Donald Trump: "A China é bem-vinda para vir e fazer um grande acordo sobre o petróleo. Damos as boas-vindas à China”, disse Trump à imprensa
Redação Exame
Publicado em 1 de fevereiro de 2026 às 09h07.
Última atualização em 1 de fevereiro de 2026 às 10h19.
O presidente dos Estados Unidos, Donald Trump, afirmou neste sábado, 31, que os EUA estão abertos a investimentos da China no setor petrolífero da Venezuela, em um movimento que pode reacender a economia do país sul-americano após a queda do presidente Nicolás Maduro. A declaração foi feita a bordo do avião presidencial Air Force One e divulgada pela agência AFP.
“A China é bem-vinda para vir e fazer um grande acordo sobre o petróleo. Damos as boas-vindas à China”, disse Trump à imprensa, sinalizando abertura para que Pequim volte a atuar em um dos setores mais estratégicos da Venezuela.

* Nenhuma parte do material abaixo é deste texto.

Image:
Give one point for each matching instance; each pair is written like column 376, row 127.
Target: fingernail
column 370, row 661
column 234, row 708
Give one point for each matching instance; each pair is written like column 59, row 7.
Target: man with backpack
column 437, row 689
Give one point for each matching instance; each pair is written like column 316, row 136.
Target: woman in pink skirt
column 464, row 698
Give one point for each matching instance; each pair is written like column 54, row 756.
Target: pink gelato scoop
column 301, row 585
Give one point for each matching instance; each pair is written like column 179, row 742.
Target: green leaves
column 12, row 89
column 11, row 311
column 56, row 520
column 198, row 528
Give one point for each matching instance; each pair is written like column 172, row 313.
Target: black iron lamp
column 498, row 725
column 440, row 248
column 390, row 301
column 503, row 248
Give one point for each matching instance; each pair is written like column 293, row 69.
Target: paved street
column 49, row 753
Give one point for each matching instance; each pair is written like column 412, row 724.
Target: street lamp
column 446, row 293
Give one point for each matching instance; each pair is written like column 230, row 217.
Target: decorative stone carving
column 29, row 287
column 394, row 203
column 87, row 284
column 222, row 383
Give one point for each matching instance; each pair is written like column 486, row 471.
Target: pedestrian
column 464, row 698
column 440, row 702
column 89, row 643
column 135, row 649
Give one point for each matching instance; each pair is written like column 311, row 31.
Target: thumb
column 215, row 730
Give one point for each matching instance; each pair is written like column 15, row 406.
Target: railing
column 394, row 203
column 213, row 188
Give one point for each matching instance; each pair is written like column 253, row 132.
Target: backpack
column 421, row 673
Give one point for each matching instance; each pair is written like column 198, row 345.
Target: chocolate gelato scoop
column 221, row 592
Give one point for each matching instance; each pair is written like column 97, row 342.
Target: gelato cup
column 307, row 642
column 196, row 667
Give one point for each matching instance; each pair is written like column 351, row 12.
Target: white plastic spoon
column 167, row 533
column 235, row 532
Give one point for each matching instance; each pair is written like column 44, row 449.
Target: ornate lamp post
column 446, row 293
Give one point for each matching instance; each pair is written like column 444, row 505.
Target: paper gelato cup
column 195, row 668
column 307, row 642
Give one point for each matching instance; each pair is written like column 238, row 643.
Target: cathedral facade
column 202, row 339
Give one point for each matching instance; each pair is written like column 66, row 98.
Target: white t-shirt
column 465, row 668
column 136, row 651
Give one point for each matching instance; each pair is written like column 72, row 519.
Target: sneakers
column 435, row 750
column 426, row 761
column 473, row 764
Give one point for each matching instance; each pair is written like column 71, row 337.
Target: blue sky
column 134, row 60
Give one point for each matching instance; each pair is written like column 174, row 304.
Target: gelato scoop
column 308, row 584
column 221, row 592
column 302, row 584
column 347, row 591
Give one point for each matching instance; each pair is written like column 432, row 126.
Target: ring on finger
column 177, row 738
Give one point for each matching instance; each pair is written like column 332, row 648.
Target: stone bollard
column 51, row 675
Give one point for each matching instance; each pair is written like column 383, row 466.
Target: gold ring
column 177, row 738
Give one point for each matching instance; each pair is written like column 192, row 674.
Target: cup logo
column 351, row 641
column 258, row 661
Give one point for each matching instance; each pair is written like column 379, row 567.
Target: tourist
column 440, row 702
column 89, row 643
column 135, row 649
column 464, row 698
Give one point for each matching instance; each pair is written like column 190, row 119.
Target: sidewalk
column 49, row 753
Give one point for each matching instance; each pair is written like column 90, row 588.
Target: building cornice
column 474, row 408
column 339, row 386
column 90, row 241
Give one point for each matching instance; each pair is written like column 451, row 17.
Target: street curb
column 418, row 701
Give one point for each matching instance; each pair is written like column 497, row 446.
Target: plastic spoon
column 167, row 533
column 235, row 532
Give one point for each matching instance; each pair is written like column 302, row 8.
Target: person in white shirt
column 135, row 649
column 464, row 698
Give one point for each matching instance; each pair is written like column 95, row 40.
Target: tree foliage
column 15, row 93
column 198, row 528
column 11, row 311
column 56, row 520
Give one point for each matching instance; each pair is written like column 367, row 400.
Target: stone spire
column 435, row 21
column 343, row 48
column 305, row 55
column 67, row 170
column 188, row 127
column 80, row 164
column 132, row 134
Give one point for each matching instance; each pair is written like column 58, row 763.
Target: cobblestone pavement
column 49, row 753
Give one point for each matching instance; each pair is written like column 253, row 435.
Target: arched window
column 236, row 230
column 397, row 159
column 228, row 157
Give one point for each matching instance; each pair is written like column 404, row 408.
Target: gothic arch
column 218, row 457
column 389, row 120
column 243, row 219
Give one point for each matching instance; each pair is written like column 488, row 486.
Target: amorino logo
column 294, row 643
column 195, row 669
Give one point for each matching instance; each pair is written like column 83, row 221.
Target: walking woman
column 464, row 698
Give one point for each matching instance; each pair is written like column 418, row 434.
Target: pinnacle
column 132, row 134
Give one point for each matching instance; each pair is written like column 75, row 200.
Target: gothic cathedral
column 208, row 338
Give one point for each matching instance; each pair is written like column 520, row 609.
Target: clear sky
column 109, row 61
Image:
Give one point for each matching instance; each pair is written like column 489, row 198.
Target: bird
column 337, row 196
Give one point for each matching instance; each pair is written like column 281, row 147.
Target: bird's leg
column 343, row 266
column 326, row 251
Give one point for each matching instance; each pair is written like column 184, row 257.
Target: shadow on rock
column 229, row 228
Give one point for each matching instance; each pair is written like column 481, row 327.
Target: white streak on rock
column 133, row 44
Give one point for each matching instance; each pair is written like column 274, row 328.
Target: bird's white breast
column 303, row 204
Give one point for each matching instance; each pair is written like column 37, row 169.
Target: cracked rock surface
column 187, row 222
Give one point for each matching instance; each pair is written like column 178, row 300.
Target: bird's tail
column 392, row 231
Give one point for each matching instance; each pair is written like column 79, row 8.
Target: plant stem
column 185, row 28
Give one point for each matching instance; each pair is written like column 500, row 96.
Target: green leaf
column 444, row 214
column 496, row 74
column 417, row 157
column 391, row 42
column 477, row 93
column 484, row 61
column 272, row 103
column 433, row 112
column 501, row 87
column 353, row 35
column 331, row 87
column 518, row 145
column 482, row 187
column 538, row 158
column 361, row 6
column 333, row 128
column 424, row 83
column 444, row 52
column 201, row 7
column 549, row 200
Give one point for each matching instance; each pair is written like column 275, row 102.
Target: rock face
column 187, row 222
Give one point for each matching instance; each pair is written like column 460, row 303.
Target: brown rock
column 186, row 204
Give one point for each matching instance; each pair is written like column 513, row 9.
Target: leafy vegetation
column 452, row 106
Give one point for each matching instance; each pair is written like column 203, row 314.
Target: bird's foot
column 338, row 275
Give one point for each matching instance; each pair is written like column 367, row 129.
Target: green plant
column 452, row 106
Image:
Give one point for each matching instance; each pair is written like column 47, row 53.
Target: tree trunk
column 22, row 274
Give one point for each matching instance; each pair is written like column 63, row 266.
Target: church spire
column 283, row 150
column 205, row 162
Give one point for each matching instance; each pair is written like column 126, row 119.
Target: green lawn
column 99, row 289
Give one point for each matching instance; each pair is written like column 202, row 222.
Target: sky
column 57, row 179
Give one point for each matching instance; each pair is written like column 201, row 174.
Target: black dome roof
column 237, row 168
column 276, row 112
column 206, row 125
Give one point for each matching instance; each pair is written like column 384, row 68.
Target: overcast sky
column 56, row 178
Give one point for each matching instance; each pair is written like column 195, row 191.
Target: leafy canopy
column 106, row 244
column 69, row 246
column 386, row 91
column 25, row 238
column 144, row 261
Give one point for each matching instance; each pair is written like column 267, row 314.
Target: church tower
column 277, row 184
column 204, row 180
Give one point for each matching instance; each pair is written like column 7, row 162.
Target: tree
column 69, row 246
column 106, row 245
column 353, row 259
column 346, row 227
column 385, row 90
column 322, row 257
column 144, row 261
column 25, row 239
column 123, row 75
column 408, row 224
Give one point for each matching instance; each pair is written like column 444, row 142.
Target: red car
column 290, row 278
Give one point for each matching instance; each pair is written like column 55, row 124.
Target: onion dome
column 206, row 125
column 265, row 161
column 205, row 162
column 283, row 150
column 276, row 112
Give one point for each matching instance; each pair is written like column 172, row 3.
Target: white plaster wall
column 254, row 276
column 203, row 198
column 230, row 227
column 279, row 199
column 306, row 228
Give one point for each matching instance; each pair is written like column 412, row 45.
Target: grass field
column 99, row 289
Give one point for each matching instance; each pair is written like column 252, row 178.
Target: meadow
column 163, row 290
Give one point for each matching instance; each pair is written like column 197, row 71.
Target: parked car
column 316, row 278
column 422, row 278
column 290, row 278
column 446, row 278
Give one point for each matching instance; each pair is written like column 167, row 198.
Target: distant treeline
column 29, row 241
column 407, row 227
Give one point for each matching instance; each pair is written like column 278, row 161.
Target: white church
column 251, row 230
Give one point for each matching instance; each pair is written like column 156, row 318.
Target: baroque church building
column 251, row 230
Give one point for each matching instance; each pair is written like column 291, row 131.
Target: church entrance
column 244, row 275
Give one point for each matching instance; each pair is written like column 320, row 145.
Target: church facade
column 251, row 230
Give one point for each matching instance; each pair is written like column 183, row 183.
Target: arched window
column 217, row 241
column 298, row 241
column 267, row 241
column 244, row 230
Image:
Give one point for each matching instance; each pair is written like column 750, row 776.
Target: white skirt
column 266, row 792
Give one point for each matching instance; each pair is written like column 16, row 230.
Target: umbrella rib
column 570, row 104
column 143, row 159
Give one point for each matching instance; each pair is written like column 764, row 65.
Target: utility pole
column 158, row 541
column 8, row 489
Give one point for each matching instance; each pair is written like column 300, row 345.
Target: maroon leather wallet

A Venezuela possui uma das maiores reservas de petróleo do mundo e, na última semana, aprovou reformas em legislações específicas para permitir maior participação de investidores privados e estrangeiros no setor de energia.
Durante o governo Maduro, a China era a principal compradora de petróleo venezuelano. No entanto, após a captura de Maduro em 3 de janeiro por forças americanas, o governo chinês condenou a ação, lançando dúvidas sobre o futuro da relação bilateral entre Caracas e Pequim.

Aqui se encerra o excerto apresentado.